It looked as though we had a chance to rid the world of the consistently perverse non-trade aspect of all new trade deals – the so-called “investor-state agreement.” And then along came a sneaky European Union proposal dressed up as reform of the investor-state dispute mechanism. It looks like, once again, Canada will agree to granting foreign corporations superior rights to domestic ones. This time it will be the corporations (aka “investors”) of the 23 nations of the European Union that can bring arbitration claims.
These provisions – known by an alphabet soup of acronyms (FIPA, ISDS, IS) – allow a foreign corporation to bring a challenge by way of private arbitration against a government if that government’s actions can be interpreted as “tantamount to expropriation.” Ever since Chapter 11 of NAFTA where this anti-democratic instrument first emerged, arbitrators have been willing to find that perfectly reasonable measures by governments have reduced foreign corporations’ expectations of profits. “Tantamount to expropriation” ceased to mean anything close to actual expropriation. It has become a way for foreign corporations to threaten and punish governments for regulating to protect health, safety and the environment around the world. Trade lawyer Steven Shrybman once correctly described them as “fundamentally corrosive to democracy.”
The most controversial part of the Comprehensive Economic Trade Agreement (CETA) with the European Union is the investor-state provision. The most controversial part of the Trans-Pacific Partnership Agreement (TPP) is the investor-state agreement.

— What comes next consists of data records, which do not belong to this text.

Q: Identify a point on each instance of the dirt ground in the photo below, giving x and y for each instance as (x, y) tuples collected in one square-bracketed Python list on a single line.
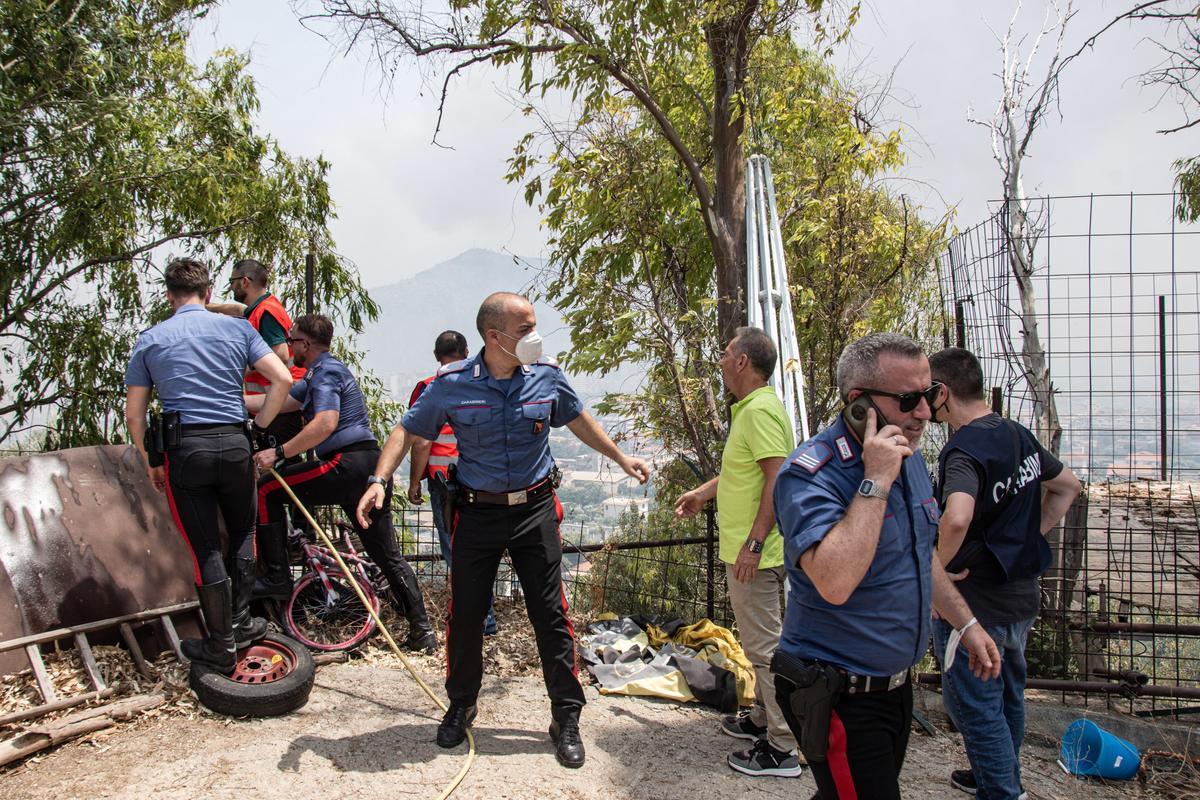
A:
[(367, 731)]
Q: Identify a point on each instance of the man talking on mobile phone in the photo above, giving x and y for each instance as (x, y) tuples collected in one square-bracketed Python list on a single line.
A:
[(858, 519)]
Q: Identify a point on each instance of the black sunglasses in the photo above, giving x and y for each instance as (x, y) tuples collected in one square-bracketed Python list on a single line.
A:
[(909, 401)]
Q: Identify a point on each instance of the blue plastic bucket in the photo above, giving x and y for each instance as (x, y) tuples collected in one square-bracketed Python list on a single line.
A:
[(1090, 750)]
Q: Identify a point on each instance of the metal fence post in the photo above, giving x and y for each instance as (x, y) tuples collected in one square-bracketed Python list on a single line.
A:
[(1162, 385), (711, 529)]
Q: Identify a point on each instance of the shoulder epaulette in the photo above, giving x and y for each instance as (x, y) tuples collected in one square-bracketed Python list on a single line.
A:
[(454, 366), (814, 457)]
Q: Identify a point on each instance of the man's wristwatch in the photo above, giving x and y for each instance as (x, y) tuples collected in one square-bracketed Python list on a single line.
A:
[(869, 488)]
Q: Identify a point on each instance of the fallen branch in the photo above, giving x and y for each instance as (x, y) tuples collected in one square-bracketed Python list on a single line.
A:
[(73, 726)]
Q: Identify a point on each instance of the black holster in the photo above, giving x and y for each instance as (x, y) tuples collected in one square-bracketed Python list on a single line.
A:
[(153, 441), (450, 497), (807, 692)]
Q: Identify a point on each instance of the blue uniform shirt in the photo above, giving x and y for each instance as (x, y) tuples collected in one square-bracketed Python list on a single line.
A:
[(197, 360), (883, 626), (330, 386), (503, 431)]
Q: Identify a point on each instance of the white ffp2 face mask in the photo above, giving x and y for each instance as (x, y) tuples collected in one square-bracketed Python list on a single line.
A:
[(528, 347)]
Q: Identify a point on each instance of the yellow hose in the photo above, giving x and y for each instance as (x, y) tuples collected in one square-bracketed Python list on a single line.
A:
[(387, 633)]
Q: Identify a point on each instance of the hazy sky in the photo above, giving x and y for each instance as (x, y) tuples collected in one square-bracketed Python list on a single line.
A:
[(406, 204)]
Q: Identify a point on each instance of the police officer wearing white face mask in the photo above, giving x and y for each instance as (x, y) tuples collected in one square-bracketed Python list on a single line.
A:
[(502, 404)]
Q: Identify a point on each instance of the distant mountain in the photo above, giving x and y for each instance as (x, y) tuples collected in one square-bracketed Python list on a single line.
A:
[(400, 344)]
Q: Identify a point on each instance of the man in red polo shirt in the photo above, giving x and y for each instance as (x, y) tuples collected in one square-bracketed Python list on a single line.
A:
[(265, 313)]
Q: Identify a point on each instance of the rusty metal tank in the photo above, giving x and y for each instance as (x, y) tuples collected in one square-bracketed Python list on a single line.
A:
[(84, 536)]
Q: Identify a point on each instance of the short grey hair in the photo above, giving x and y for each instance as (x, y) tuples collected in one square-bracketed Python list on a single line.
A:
[(859, 364), (755, 344), (495, 310)]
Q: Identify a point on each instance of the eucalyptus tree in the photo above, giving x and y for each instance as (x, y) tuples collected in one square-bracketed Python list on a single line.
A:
[(117, 151)]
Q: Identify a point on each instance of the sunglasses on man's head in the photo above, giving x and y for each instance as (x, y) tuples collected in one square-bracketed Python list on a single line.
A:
[(909, 401)]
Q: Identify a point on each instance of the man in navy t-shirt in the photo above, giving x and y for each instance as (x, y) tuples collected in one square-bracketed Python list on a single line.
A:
[(336, 427), (1000, 492)]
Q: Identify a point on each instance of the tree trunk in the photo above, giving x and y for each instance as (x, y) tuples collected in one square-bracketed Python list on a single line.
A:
[(1021, 240), (726, 227)]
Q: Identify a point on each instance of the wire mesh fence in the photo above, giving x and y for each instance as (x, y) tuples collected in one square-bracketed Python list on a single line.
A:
[(1116, 302)]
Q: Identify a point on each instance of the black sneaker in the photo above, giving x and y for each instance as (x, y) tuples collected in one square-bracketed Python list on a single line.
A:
[(964, 781), (741, 727), (765, 759)]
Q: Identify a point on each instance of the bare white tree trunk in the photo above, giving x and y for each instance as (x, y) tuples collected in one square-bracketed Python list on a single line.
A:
[(1012, 126)]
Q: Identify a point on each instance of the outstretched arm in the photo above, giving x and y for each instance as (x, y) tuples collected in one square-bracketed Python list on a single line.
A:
[(589, 432)]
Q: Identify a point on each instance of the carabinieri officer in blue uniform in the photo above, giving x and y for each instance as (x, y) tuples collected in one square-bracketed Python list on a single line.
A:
[(858, 518), (502, 404), (197, 360)]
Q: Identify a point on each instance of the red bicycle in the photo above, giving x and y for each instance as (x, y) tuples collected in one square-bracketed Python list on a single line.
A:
[(324, 612)]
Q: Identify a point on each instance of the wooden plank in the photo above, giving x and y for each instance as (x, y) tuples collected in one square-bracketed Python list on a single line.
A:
[(99, 625), (168, 630), (43, 680), (131, 642), (66, 703), (89, 661)]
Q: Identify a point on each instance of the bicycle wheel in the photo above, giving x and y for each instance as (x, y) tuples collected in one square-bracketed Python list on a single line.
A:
[(328, 618)]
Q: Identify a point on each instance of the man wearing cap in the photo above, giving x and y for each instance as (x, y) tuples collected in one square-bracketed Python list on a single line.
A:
[(502, 404)]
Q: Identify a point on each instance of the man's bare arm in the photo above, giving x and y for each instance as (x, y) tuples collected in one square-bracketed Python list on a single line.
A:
[(952, 529), (589, 432), (277, 392), (838, 563), (1060, 492), (228, 308)]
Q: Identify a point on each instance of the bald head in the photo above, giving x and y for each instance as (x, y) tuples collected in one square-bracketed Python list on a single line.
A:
[(496, 310)]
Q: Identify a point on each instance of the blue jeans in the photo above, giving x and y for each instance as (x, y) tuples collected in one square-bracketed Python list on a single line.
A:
[(437, 501), (990, 715)]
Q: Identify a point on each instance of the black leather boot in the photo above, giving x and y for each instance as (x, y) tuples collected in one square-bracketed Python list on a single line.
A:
[(564, 731), (454, 725), (271, 540), (246, 629), (411, 603), (217, 649)]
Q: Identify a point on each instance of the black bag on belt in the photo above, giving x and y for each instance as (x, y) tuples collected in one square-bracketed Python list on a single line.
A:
[(807, 693), (153, 441)]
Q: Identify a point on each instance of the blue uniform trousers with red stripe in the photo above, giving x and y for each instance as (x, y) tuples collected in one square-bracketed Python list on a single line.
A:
[(529, 533), (868, 739), (211, 473), (340, 480)]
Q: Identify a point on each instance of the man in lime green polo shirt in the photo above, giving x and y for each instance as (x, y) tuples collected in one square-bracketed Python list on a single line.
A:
[(760, 439)]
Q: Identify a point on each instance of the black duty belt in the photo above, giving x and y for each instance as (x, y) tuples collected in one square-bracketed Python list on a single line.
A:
[(211, 427), (355, 446), (471, 497), (862, 684)]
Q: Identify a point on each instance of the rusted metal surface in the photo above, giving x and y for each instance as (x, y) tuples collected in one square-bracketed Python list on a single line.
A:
[(84, 536)]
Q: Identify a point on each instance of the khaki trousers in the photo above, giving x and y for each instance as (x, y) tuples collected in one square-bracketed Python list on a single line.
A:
[(760, 624)]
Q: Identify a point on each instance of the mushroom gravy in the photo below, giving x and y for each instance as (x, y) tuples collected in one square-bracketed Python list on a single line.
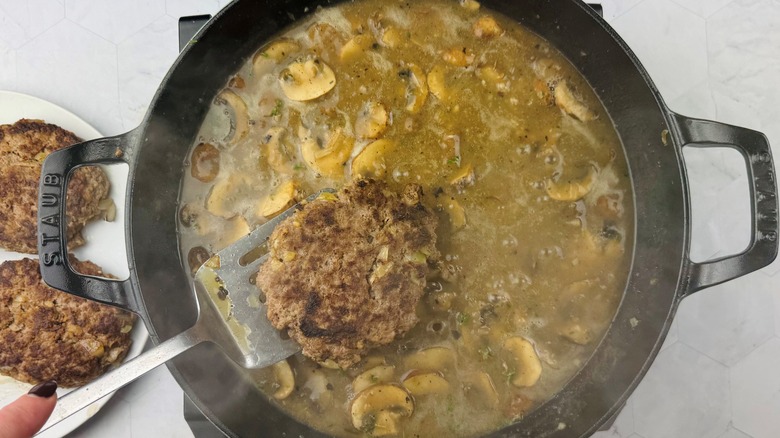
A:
[(515, 154)]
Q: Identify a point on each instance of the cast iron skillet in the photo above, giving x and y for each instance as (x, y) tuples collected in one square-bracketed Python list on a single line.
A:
[(159, 288)]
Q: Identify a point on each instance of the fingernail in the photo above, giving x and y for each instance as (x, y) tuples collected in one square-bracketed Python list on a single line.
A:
[(45, 389)]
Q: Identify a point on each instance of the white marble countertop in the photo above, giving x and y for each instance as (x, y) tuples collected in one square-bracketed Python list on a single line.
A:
[(716, 376)]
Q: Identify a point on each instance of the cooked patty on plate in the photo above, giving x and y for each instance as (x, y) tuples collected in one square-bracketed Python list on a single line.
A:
[(46, 334), (23, 147), (346, 272)]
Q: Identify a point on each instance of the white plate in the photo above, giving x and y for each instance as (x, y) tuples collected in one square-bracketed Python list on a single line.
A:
[(105, 241)]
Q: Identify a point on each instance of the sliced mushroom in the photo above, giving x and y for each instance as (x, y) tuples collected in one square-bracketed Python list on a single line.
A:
[(370, 162), (356, 47), (328, 161), (463, 177), (483, 385), (426, 383), (416, 87), (284, 378), (371, 120), (279, 200), (317, 385), (392, 37), (528, 367), (433, 358), (572, 190), (205, 162), (457, 214), (570, 104), (277, 51), (487, 27), (378, 409), (223, 195), (437, 82), (373, 376), (307, 79), (458, 56), (234, 229), (239, 126)]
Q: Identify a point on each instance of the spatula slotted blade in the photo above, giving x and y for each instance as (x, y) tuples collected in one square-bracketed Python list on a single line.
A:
[(234, 269)]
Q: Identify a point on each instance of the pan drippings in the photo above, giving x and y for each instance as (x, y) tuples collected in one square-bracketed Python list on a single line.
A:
[(514, 153)]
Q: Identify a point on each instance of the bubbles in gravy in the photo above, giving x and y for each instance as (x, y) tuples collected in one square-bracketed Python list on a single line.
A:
[(515, 154)]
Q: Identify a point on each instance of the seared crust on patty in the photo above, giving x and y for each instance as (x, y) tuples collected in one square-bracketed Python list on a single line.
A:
[(30, 140), (23, 146), (345, 275), (46, 334)]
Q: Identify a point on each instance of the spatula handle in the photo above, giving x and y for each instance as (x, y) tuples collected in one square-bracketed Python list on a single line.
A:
[(128, 372)]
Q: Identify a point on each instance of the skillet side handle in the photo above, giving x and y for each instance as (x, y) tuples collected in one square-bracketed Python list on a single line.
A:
[(763, 246), (52, 223)]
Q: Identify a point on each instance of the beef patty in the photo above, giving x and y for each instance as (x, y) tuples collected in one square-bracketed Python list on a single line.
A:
[(46, 334), (346, 272), (23, 147)]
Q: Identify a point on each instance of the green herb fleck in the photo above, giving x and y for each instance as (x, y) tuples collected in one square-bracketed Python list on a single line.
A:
[(277, 111)]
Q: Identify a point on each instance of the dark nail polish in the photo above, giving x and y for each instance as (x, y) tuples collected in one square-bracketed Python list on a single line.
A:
[(45, 389)]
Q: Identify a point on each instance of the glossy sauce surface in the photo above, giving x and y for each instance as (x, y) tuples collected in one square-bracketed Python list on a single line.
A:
[(515, 154)]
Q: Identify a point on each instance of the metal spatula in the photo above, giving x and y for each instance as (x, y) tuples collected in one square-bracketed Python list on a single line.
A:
[(230, 315)]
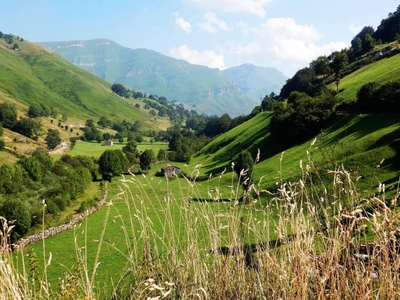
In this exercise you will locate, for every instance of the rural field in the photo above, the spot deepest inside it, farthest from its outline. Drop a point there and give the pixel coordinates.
(181, 238)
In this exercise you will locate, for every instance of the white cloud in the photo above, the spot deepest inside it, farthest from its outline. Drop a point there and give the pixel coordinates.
(184, 25)
(212, 23)
(255, 7)
(247, 50)
(288, 29)
(355, 28)
(294, 43)
(207, 58)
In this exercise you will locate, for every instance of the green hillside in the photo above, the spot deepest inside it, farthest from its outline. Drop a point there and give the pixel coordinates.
(33, 75)
(203, 89)
(381, 71)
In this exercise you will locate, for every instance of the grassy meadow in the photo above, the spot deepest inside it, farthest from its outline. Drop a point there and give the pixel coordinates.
(96, 149)
(169, 239)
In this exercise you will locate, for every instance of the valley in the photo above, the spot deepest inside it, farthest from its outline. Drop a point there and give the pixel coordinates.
(292, 194)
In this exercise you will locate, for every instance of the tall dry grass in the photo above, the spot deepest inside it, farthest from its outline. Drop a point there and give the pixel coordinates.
(314, 238)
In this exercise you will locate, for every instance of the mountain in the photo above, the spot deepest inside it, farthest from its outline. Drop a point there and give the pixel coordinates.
(197, 87)
(254, 81)
(32, 74)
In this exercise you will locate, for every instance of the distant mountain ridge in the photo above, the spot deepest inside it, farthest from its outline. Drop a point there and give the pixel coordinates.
(235, 91)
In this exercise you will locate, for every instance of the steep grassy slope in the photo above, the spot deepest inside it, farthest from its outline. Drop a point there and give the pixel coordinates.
(255, 81)
(35, 75)
(204, 89)
(359, 143)
(381, 71)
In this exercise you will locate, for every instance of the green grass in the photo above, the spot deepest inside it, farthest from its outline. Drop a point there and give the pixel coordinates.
(146, 206)
(357, 142)
(94, 149)
(35, 75)
(381, 71)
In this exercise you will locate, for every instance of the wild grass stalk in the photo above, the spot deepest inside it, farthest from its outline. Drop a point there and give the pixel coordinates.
(311, 238)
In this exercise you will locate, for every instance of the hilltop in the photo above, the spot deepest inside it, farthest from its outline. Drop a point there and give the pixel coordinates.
(234, 91)
(33, 76)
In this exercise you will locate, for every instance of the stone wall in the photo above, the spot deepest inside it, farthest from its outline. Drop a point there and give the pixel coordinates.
(21, 243)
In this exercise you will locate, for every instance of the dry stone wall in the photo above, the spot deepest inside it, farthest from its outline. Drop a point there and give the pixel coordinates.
(21, 243)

These concurrent debates create the opportunity to debate for the first time whether such agreements are in the public interest – anywhere.
Essentially the issue has never been debated. Despite a significant public debate before Canada ratified NAFTA, Chapter 11 was never identified as a source of concern. Not even Canada’s NAFTA negotiators had contemplated that the language could be interpreted as it has been. An elite group of lawyers globally have profited – enormously – as arbitrators, as counsel and as expert witnesses in ripping off governments in the interest of corporate power. Domestic governments and legislatures at all levels – municipal, state/provincial and federal have lost around the world.
The new so-called reform of ISDS in CETA was put forward by EU Trade Commissioner Cecilia Malmström. It is described as an Investment Court System (ICS). Despite being over-sold in the media, the actual proposal is simply rebranding the ISDS mechanism. One of the few independent Canadian experts in investor-state dispute systems is Gus Van Harten of Osgoode Hall Law School. In a recent article for the Social Science Research Network, he has carefully critiqued Mme Malmström’s proposal. Van Harten rejects it as allowing the continuation of ISDS, despite a degree of whitewashing of its sins. Particularly worrying is the failure to require that foreign corporations exhaust their access to domestic courts before opting for investor-state arbitration. As the appalling Bilcon case under Chapter 11 has established, a foreign corporation can choose to ignore its access to courts and go to anti-democratic investor-state arbitrations instead.
The sensible thing to do, as the issue is hotly debated in the CETA and TPP context, is to move for a thorough global review of all these agreements in the context of the WTO. The Canada China investor-state agreement is arguably the worst Canada has ever entered into. The Conservative cabinet ratified it in secret by order in council. The earliest Canada can exit the agreement is 2045. Our only way out is either through a global review or if Beijing agrees to renegotiate FIPA in the course of our new trade talks.
A global review of all such agreements is long overdue. They are not a necessary precondition to investment. Australia, for example, has a far larger volume of trade with China than Canada and never entered into an ISDS with China at all – much less the lop-sided deal with which Harper has left us.
The Liberal government’s determination is ratify CETA is our first big test of whether citizen engagement against investor-state provisions and increasing global corporate rule can alter the Liberal course.